Here are some progress pics so far, now to buy the pillow form and sew the cover together!


----------



## Reba1

Oops, here is the starting ball of yarn:


----------



## amoamarone

Very nice! Did you use the same yarn for warp and weft?


----------



## TammyK

That is stunning!!! :sm24:


----------



## Country Living

Very interesting use for Mandala.. I have a small loom makes me think of getting it out and try something.. thanks for letting us see this..


----------



## Gaildh

Love it


----------



## Reba1

amoamarone said:


> Very nice! Did you use the same yarn for warp and weft?


Yes, I warped with one ball, then wound the shuttles with the second ball, starting with the same color.
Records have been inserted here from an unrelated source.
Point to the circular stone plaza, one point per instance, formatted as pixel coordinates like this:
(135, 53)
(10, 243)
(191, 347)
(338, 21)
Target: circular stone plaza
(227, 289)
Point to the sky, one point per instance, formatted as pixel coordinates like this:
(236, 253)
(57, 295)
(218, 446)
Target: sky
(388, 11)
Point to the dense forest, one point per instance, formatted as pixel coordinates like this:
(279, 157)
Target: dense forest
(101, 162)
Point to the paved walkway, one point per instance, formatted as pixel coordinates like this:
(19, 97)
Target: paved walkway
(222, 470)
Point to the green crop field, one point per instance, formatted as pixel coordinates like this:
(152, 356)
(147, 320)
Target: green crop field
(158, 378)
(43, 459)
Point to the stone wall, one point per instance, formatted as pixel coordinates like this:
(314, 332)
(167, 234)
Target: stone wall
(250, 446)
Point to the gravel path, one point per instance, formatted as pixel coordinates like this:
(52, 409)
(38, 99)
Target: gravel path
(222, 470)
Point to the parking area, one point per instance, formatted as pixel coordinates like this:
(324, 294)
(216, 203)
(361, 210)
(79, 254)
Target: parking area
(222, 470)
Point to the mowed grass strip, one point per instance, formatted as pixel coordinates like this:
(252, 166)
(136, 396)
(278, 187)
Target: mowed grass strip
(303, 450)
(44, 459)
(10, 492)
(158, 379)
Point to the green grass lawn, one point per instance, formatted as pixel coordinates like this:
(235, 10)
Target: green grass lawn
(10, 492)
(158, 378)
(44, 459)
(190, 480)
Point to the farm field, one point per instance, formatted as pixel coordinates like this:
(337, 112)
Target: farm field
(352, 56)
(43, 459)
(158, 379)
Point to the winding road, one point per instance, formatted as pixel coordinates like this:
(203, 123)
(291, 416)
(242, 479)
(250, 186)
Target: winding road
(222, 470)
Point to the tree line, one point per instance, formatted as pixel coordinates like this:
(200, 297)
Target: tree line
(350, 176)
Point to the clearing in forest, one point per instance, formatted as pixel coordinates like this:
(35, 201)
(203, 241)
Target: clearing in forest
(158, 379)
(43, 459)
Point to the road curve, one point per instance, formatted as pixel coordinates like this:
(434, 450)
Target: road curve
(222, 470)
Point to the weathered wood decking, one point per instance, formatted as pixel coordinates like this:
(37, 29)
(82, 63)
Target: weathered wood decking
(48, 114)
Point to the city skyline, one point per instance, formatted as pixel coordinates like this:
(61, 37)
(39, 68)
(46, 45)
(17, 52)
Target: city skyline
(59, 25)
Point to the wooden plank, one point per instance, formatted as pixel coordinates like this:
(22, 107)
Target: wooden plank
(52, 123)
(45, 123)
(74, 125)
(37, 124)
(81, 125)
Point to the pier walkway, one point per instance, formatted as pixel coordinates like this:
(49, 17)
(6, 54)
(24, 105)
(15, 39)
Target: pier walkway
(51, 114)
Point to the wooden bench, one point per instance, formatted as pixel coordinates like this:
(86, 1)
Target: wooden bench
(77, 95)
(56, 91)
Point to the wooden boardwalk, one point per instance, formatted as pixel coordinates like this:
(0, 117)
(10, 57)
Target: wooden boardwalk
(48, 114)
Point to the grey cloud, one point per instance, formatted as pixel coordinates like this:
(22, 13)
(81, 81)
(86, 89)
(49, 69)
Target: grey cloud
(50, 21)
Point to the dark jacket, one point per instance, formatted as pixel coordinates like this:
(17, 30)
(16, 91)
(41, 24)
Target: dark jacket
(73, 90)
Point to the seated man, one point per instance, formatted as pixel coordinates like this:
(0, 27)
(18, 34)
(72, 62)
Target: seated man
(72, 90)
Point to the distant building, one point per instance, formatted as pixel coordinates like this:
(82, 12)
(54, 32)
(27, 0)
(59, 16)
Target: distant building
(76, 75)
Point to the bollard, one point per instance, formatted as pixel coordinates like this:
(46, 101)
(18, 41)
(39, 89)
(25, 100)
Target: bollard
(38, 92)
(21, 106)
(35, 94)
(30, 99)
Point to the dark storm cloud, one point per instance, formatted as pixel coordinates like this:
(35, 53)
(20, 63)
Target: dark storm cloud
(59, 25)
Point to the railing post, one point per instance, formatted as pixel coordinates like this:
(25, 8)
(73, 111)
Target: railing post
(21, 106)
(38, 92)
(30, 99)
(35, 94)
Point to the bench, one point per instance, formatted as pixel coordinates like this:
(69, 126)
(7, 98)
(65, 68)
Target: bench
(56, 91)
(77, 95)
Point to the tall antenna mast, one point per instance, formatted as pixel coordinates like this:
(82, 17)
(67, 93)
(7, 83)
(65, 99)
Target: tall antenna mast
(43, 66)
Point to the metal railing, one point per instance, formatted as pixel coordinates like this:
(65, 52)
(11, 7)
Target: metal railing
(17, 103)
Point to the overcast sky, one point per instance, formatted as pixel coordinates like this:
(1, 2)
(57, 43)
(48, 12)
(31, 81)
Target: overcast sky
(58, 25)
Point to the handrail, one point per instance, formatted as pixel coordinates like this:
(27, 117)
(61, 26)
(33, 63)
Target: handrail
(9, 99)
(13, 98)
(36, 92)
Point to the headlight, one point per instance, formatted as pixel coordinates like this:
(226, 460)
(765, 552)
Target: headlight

In order to keep the sequence, wind from the outside of the ball, shuttle 1,2,3 then weave starting with 3, then 2, then 1.

I have almost exactly 1/3 of each ball left PLUS about 1/3 from the last shuttle that didn't get used. I will either separate the colors and weave another project, or use it for machine knitting. I haven't decided.


----------



## GrannyMo

I love how the colours have combined. Thanks for inspiration.


----------



## betty boivin

Beautifully done!


----------



## spins2knit

Nice piece. This is a great way to show off the colors.


----------



## Babalou

It turned out really pretty.


----------



## wordancer

Very nice, it will be a striking pillow.


----------



## spinninggill

Very nice indeed


----------



## ladymissy

I think it would make a fabulous shawl! Love the color blending.


----------



## Cdambro

Very pretty.


----------



## Beetytwird

Cool!!!


----------



## Reba1

ladymissy said:


> I think it would make a fabulous shawl! Love the color blending.


Several people made shawls.


----------



## BirchPoint

Very nice way to come up with different colors of yarn for a project!


----------



## blawler

Beautiful work!!! Love the way the colors came out. Aloha... Bev


----------



## sockyarn

Looking good.


----------